The Egyptian market is trading at rock-bottom valuations and incremental FX risk is now limited due to a 700bps hike in interest rates. This is to say, the Egyptian Pound devaluation is now behind us, with growing portfolio inflows since November 2016.

As the country’s institutional and macro-economic frameworks stabilise, it is easy to imagine international investors getting excited again about Egypt over the next few quarters, and as such, there could be strong tailwinds for our holdings. With a 90m, young population that is growing rapidly, only a few economic improvements are necessary to unleash foreign and domestic investment, as well as triggering a boom of consumption led by a growing middle-class.

south arica

Investment Process in Action: the South Africa Diaries

Recently our African investment team visited South Africa as part of their continuing management of existing investments and pursuit of new opportunities. The trip provides a clear snapshot of our investment process in action.


Our unconstrained universe

In January 2016 our fund exposure to stocks in South Africa was 33%, today it’s 60%. We had spotted a deeply undervalued currency and a country concerned about the unpredictable behaviour of President Zuma. Flash forward to today and we find its enduring institutional strength helped maintain its investment grade rating, the currency appreciated over 20% and the external positioning continues to improve with the recovery of commodity prices. Our non-benchmarked approach enabled us to build our position in companies with the potential to deliver great returns over the next 3-5 year cycle, not just from a short-term bounce in sentiment.


Prospects for improving country risk

We assess country risk in terms of economic health and institutional and government quality. It is clear that Zuma has been a disastrous leader for South Africa. However, 2017 holds the prospect of change as the ANC are electing a new chairman. So a real prospect of a positive leadership change, alongside a strong central bank could mark the beginning of a reform driven agenda, triggering a return to faster economic grow.


The “Tail”Winds of Change

As we anticipated, we are now witnessing the headwinds being replaced by cyclical tailwinds with inflation falling, exports rising, and business confidence improving.

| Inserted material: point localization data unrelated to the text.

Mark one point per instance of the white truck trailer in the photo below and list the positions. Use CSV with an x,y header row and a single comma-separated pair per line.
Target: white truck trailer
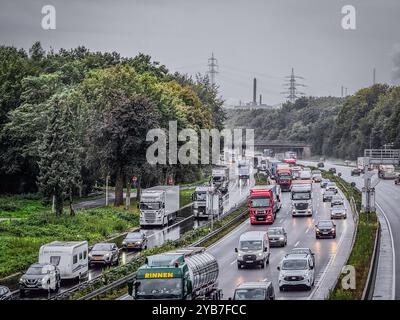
x,y
158,205
207,202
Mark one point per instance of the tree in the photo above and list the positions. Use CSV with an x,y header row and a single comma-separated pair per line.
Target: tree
x,y
118,137
59,155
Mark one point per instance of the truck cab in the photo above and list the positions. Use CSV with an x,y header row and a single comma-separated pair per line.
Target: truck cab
x,y
206,202
301,196
284,178
263,204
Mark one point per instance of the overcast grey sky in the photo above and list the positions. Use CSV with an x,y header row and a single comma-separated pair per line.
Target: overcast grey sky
x,y
253,38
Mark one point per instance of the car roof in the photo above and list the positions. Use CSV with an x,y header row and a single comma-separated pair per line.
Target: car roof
x,y
252,235
254,284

At Alquity, we focus on the cycle of profitability with the primary aim to invest in companies towards or close to the bottom of their cycle and where our expectations are significantly greater than the market. One such company is KAP Industrial Holdings, a leading supply chain logistics and manufacturing business. As the South African economy faced headwinds the business maintained its profitability but the market punished its share price, implying a structural change in outlook. As the economy improves, KAP is therefore well positioned to capture growth and increase profitability ahead of market expectations.


Hidden Gems with sustainable competitive advantage

South Africa is a complicated place to do business, which makes it an unlikely destination for direct investments. This allows savvy domestic operators to build world class operations with sustainable competitive advantages. A good example is the clothing & food retail operator Woolworth, that developed its own supply chain and branded food company. Recently it removed all plastic microbeads from its private label beauty and personal care products, making it easier for consumers to avoid being part of an environmental problem that is causing worldwide concern. This reflects their strong supply chain management and responsiveness to consumer trends.

In summary, as a country with strong institutions, great companies and abundant resources it is not surprising that a recent Bloomberg article revealed that South African equities have delivered the highest average return in US Dollars, for any equity market, over the past 100 years.